Toavoidthisissue,wecanassumethatnotallinputmightalreadybeencodedtoourliking-andencodeittoironoutsuchcasesourselves.ThereareseveralwayswecangoaboutencodingaStringtoUTF-8inJava.
EncodingaStringinJavasimplymeansinjectingcertainbytesintothebytearraythatconstitutesaString-providingadditionalinformationthatcanbeusedtoformatitonceweformaStringinstance.
UsingthegetBytes()method
TheStringclass,beingmadeupofbytes,naturallyoffersagetBytes()method,whichreturnsthebytearrayusedtocreatetheString.Sinceencodingisreallyjustmanipulatingthisbytearray,wecanputthisarraythroughaCharsettoformitwhilegettingthedata.
Bydefault,withoutprovidingaCharset,thebytesareencodedusingtheplatforms'defaultCharset-whichmightnotbeUTF-8orUTF-16.Let'sgetthebytesofaStringandprintthemout:
StringserbianString="Štaradiš?";//Whatareyoudoing?

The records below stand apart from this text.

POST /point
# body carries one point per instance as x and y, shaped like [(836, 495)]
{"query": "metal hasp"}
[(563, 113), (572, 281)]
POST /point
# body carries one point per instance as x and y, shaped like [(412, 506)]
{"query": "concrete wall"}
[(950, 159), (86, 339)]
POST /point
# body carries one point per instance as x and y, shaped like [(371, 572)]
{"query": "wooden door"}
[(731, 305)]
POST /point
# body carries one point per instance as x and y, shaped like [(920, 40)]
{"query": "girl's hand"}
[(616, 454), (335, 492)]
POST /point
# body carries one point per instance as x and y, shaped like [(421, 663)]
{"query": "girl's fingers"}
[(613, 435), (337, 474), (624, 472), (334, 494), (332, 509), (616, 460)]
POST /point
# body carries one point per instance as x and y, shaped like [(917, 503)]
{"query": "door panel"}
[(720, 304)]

byte[]bytes=serbianString.getBytes(StandardCharsets.UTF_8);
for(byteb:bytes){
System.out.print(String.format("%s",b));
}
Thisoutputs:
-59-96116973211497100105-59-9563
Thesearethecodepointsforourencodedcharacters,andthey'renotreallyusefultohumaneyes.Though,again,wecanleverageString'sconstructortomakeahuman-readableStringfromthisverysequence.Consideringthefactthatwe'veencodedthisbytearrayintoUTF_8,wecangoaheadandsafelymakeanewStringfromthis:
Stringutf8String=newString(bytes);
System.out.println(utf8String);
Note:InsteadofencodingthemthroughthegetBytes()method,youcanalsoencodethebytesthroughtheStringconstructor:
Stringutf8String=newString(bytes,StandardCharsets.UTF_8);
ThisnowoutputstheexactsameStringwestartedwith,butencodedtoUTF-8:
FreeeBook:GitEssentialsCheckoutourhands-on,practicalguidetolearningGit,withbest-practices,industry-acceptedstandards,andincludedcheatsheet.StopGooglingGitcommandsandactuallylearnit!DownloadtheeBook Štaradiš?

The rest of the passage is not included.